そういう状況ではない、あるいは終末期だけれどもご本人が通常の治療を望まれる場合やご本人の意思が確認出来ない場合(あくまで「ご本人の」意思が重要です)、通常の治療に進みます。
通常の治療にあたっては市中肺炎同様、最初に敗血症の有無と重症度を確認します。敗血症疑いの有無はqSOFAで判定します。それから重症度、これも市中肺炎と同様、医療・介護関連肺炎でもA-DROPですが、院内肺炎ではI-ROADになります。
I-ROAD
- I:immunodeficiency(悪性腫瘍、または免疫不全状態)
- R:Respiration(呼吸)SpO2>90%を維持するためにFiO2>35%を要する。
- O:Orientation(意識障害)
- A:Age(年齢)
- D:Dehydration(脱水または乏尿)
A-DROPとI-ROADは、ほとんど同じ項目なのに「全く違います」みたいな顔をしているところが、ちょっと個人的には気に食わないところです。

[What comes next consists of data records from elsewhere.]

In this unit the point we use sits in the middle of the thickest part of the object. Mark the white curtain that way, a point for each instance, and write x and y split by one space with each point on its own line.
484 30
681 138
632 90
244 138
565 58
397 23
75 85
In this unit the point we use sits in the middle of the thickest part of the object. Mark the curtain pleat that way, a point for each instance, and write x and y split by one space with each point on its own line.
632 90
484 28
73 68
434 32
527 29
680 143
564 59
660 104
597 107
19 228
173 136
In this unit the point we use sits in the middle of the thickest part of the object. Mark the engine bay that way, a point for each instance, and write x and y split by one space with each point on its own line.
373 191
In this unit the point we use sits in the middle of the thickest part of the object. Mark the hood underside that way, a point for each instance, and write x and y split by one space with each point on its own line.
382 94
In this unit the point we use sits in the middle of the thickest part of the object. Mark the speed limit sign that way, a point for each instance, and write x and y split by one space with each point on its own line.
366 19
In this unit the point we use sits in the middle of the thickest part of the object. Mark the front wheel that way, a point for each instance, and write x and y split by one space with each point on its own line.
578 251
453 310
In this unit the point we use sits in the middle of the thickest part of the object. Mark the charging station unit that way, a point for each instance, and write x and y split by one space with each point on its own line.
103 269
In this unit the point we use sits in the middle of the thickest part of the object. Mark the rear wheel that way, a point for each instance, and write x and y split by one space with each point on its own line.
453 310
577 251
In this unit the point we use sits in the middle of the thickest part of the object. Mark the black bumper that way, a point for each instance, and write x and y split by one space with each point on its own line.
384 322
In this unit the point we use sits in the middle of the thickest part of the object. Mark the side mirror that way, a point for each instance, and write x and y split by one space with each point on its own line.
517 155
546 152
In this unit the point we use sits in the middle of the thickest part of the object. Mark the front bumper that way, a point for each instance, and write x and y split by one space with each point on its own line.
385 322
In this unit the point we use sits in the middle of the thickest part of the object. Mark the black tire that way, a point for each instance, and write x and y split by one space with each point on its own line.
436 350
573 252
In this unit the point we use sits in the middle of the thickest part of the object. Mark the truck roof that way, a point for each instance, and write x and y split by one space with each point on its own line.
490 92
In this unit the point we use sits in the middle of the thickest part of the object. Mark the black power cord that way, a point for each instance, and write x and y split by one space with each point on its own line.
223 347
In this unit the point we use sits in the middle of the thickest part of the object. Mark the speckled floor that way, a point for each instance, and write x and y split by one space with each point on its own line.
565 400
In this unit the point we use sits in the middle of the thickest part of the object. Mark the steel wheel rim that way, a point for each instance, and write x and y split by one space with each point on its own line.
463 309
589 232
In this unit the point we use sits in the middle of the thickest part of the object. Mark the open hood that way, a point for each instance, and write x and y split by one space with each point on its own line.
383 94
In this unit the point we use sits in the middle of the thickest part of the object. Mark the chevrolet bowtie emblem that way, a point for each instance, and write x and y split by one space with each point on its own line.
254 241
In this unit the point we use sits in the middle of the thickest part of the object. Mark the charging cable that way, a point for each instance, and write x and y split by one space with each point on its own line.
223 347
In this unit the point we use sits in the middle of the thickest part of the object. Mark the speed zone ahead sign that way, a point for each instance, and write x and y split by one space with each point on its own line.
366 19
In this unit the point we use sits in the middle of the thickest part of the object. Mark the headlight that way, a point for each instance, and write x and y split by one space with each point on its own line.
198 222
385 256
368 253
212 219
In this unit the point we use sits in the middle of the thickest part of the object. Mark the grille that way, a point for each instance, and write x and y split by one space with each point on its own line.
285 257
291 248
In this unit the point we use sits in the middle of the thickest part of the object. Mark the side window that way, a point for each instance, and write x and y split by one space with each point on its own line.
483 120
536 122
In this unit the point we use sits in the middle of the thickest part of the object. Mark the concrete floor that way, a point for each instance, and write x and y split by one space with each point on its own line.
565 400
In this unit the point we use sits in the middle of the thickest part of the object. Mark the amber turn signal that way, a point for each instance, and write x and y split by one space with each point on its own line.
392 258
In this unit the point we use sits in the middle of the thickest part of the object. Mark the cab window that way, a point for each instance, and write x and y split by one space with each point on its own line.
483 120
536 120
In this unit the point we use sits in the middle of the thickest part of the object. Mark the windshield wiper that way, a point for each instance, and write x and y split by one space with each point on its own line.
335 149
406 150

そもそもA-DROPは入院させるかどうかを決めるのにも使うわけですが、院内肺炎の場合入院させるもクソもない(元々入院してる)わけですから、A-DROPを使わなくていいよね、元々の免疫状態で予後を占いましょうね、と理解しておきましょう。
医療・介護関連肺炎の場合はA-DROPで(市中肺炎同様に)入院適応、治療の場を決め、さらに耐性菌リスクを勘案して治療薬を決めます。
院内肺炎ではI-ROADに加えて肺炎重症度規定因子として
- CRP≧20mg/dL
- 胸部X線写真で陰影の広がりが一側肺の2/3以上
の項目を使い、重症度判定を行います。